For the moment, she’d take marrying the man she loved. The stars and all the rest could wait.
October 1963
Charlie tossed some sand with her toes. It was hot as sin, even under the beach umbrella. They’d waited until ASD was between launches to marry, though she’d been convinced they should do it right away. At least an autumn wedding meant they could steal away for a weekend.
She rubbed her cheek against the corner of her towel, and without opening her eyes, said, “Gene?”
“Hmm?”
“Can you be troubled to put some more oil on my back?”
She cracked an eye to watch him. Her husband was stretched out next to her, ostensibly reading
The Shoes of the Fisherman
, but dying, she knew, to dig into the memos in his briefcase. She could have forbidden him to bring along any work, but then he might have done the same to her, and she couldn’t have that.

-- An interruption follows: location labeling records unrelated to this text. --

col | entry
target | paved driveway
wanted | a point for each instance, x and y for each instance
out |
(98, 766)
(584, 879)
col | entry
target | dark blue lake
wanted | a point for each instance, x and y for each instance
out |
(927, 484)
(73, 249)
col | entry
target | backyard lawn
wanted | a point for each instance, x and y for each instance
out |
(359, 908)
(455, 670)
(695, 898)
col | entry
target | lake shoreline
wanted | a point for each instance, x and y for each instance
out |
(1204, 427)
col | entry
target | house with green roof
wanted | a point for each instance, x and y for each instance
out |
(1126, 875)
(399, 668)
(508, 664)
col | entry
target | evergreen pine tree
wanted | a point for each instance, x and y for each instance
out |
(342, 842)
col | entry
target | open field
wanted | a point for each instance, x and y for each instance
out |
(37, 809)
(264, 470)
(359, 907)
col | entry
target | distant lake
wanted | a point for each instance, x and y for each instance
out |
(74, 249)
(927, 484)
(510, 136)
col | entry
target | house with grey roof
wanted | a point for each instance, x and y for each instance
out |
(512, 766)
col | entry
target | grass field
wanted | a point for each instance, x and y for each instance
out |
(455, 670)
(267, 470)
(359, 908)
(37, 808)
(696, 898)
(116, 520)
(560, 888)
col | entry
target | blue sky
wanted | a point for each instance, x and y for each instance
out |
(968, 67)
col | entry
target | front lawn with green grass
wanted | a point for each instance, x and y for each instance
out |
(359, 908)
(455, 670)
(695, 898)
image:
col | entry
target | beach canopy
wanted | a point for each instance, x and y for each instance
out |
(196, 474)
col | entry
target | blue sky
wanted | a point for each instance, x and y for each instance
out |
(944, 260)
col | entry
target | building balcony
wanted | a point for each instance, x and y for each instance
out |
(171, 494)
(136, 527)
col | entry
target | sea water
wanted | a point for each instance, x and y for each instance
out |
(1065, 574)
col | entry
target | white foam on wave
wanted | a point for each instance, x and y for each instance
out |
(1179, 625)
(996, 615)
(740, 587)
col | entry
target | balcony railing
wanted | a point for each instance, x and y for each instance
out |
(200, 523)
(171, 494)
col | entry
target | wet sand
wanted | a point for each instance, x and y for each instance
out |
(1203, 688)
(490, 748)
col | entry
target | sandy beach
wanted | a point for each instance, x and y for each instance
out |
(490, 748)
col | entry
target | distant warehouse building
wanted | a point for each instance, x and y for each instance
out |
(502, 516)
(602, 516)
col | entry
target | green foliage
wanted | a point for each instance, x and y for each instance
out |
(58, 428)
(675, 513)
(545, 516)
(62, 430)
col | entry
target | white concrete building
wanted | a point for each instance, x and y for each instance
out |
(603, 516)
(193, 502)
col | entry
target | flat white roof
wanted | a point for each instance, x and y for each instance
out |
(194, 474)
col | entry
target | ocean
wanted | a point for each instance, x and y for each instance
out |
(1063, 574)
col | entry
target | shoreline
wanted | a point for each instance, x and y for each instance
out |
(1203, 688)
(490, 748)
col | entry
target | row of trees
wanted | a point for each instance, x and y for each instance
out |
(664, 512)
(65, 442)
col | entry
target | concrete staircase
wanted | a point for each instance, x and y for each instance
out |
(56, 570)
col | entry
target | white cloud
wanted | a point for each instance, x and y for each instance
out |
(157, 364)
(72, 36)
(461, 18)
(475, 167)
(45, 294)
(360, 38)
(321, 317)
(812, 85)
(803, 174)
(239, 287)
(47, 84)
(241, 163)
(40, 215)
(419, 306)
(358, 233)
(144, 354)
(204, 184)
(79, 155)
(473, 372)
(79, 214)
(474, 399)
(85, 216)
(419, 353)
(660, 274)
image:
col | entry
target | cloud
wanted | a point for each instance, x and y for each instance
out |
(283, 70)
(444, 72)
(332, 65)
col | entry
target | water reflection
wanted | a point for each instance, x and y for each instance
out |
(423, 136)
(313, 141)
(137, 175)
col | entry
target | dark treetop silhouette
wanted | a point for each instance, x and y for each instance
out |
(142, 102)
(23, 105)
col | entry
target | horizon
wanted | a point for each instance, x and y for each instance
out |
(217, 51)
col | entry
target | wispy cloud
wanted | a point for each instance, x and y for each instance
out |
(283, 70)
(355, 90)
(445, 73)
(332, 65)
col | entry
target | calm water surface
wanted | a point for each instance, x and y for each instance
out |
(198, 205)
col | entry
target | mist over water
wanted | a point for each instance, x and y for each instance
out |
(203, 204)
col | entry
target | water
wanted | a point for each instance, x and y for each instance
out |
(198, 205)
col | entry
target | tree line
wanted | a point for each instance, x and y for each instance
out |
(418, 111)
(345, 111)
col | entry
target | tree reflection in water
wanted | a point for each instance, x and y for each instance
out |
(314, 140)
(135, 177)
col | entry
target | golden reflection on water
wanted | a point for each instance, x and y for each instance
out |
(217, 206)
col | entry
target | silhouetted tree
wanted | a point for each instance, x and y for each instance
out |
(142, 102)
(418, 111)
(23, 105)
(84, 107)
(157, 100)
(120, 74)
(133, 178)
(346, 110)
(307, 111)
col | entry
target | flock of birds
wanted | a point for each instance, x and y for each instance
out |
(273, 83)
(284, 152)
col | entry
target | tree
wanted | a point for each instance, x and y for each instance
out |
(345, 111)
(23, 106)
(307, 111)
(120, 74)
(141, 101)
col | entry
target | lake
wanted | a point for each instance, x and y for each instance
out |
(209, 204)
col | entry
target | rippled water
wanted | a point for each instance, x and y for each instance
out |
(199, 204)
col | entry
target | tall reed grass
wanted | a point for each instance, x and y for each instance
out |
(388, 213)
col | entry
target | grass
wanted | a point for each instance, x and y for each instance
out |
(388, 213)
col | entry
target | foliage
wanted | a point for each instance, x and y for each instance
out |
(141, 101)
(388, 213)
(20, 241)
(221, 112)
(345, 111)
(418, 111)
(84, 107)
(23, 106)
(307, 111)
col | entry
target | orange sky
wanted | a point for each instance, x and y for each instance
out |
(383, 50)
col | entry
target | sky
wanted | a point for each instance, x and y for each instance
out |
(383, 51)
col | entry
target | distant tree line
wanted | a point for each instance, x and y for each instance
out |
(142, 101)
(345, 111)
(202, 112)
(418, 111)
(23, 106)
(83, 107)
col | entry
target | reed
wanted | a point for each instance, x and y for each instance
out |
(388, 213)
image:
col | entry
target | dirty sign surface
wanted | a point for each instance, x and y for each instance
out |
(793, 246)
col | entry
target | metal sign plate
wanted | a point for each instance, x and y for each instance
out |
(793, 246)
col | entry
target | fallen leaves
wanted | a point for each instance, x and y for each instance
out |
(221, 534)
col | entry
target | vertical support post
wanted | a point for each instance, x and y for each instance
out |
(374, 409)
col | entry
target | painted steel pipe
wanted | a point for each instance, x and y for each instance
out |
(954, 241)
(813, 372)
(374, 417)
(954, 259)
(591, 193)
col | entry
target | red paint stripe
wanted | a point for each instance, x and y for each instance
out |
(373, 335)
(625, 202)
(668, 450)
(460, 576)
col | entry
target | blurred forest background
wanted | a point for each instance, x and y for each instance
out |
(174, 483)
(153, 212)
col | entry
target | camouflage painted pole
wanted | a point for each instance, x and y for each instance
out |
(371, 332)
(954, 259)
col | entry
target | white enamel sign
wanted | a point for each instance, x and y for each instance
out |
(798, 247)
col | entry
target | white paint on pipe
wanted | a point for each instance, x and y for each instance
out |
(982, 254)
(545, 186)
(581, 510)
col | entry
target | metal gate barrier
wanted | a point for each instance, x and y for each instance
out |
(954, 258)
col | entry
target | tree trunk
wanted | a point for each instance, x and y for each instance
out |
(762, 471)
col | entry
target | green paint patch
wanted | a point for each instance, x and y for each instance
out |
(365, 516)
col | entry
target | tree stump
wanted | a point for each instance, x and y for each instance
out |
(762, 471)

He set down his book and propped himself up on one elbow, and she contemplated his chest inches from her nose. She’d managed to pack the weight he’d lost back on him, though he was still pale under his hair. Well, she supposed there was enough heat in his eyes up to make up for it. And a few more days in the sun would have him going from sallow to swarthy.
“You
are
getting pink.”
“You’ll have to save me from sunburn. You’re my only hope.”
“That’s true.” He reached over and untied the bandeau top of her bikini. “You can never be too careful. I better get it under here too.”
She giggled. It was a scandalous item of clothing. When she’d picked it up in the hotel gift shop the day before, the man had warned her she might be cited for wearing such an item on a beach in the States.
“Thank goodness we’re in Mexico, then,” she’d replied to the hotelier.
She truly couldn’t resist: It was cherry red, and she knew it would get her husband’s attention. And on your honeymoon, was it possible to have him ogle you enough?
Her husband’s reaction when she’d walked out of the bathroom in it had been worth it. In fact, the bikini nearly hadn’t survived their frenzy to get into bed afterward.
“Sunburn would be a state worse than death.” He dug the suntan oil out of the bag and drizzled a healthy measure down her spine.
“Oh, that’s cold,” she gasped.
But it felt good, or maybe that was just his hands, which felt as right on her skin as they had the very first day she’d met him. The hard ridge of his wedding ring was a gentle contrast to the pressure of his fingers as he smoothed oil down her skin.
He’d surprised her by being a jewelry man in the end, handing her a simply lovely engagement band with the words, “Ma would kill me if I didn’t get you a ring.”
Charlie had refrained from telling him that he wasn’t fooling her by blaming it on his adorable mother. And yes, his mother was adorable—a visit to Oklahoma had proved that.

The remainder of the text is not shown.